Landasan dan Pokok Ajaran dalam Filsafat Islam
Melalui uangkapan yang mengatakan bahwa setiap murid yang
belajar kepada gurunya tidak semua ilmu yang diberikan guru harus di ambil,
akan tetapi adakalanya perlu analisis terlebih dahulu dan perlu pendalaman.
Demikian juga Filsafat Islam walaupun para filosof Islam ada yang berawal dari
mempelajari Filsafat Yunani akan tetapi bukanlah filsafat yang dibangun dari
tradisi filsafat Yunani yang bercorak rasionalistik, tetapi dibangun dari
tradisi sunnah Nabi dalam berpikir yang rasional transedental, yang merujuk
dari sunnah Nabi dalam berpikir yang akan menjadi tuntunan dan suritauladan
bagi kegiatan berpikir umat Islam.
Pada awal perkembangan Islam, ketika Rasul saw masih
hidup, semua persoalan bisa diselesaikan dengan cara ditanyakan langsung kepada
beliau, atau diatasi lewat jalan kesepakatakan diantara para cerdik. Akan
tetapi, hal itu tidak bisa lagi dilakukan setelah Rasul wafat dan
persoalan-persoalan semakin banyak dan rumit seiring dengan perkembangan Islam
yang demikian cepat. Jalan satu-satunya adalah kembali kepada ajaran teks suci,
al-Qur`an, lewat berbagai pemahaman. Dalam hal ini, ada beberapa model kajian
resmi yang nyatanya mempunyai relevansi filosofis. Antara lain, (1) penggunaan
takwa. Makna takwil diperlukan untuk mengungkap atau menjelaskan
masalah-masalah yang sedang dibahas. Meski model ini diawasi secara ketat dan
terbatas, tapi pelaksanaannya jelas membutuhkan pemikiran dan perenungan
mendalam, karena ia berusaha keluar dari makna lahiriyah (zhahir) teks. (2) Pembedaan antara istilah-istilah atau pengertian
yang mengandung lebih dari satu makna (musytarak)
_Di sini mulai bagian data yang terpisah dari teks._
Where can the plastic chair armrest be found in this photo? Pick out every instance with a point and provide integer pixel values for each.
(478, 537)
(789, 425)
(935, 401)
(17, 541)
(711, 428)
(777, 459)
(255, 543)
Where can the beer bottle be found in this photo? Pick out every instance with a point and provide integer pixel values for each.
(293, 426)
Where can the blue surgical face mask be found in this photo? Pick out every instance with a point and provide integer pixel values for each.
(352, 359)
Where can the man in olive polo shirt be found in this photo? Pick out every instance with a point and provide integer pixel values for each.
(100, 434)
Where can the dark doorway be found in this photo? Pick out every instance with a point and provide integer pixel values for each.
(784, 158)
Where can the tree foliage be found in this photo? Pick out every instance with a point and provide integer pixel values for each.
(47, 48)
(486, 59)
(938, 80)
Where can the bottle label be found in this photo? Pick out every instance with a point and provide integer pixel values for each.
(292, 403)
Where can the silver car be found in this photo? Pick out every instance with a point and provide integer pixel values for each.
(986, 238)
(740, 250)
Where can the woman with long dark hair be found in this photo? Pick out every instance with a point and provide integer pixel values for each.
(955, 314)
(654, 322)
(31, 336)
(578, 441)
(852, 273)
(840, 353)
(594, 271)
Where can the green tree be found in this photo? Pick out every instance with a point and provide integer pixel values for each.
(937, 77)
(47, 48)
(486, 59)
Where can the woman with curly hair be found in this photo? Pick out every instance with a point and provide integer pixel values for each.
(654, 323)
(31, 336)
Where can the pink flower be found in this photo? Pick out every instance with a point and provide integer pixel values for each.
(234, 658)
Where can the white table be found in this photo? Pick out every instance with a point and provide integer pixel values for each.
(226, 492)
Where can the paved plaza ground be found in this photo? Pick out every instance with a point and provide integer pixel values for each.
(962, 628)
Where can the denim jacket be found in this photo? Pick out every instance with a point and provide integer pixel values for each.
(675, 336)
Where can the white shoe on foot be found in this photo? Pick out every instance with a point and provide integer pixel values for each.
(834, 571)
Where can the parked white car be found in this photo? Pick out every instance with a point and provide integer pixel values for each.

dengan istilah-istilah yang hanya mengandung satu arti. Disini justru lebih
mendekati model pemecahan filosofis dibanding yang pertama. (3) Penggunaan qiyas (analogi) atas persoalan-persoalan
yang tidak ada penyelesaiannya secara langsung dalam teks. Misalnya, apakah
larangan menimbun emas dan perak (QS. Al-Taubah, 34) itu hanya berlaku pada
emas dan perak atau juga meliputi batu permata dan batu berharga? Apakah kata
mukmin dan muslim dalam al-Qur`an juga mencakup wanita dan budak?
Bersamaan dengan itu, dalam teologi, masyarakat Islam
juga dituntut untuk menyelaraskan pandangan-pandangan yang tampaknya
kontradiktif dan rumit, untuk selanjutnya mensistematisasikannya dalam suatu
gagasan metafisika yang utuh. Misalnya, bagaimana menyelaraskan antara sifat
kemahakuasaan dan kemahabaikan Tuhan dalam kaitannya dengan maha tahu-Nya atas
segala tindak manusia untuk taat atau kufur untuk kemudian dibalas sesuai
perbuatannya. Bagaimana menafsirkan secara tepat bahasa antropomorfis
(menyerupai sifat-sifat manusia) al-Qur`an, padahal ditegaskan pula bahwa Tuhan
tidak sama dengan manusia, tidak bertangan, tidak berkaki dan seterusnya. Semua
itu menggiring para intelektual muslim periode awal, khususnya para teolog
untuk berfikir rasional dan filosofis, dan kenyatannya metode-metode pemecahan yang
diberikan atas masalah teologis tidak berbeda dengan model filsafat Yunani.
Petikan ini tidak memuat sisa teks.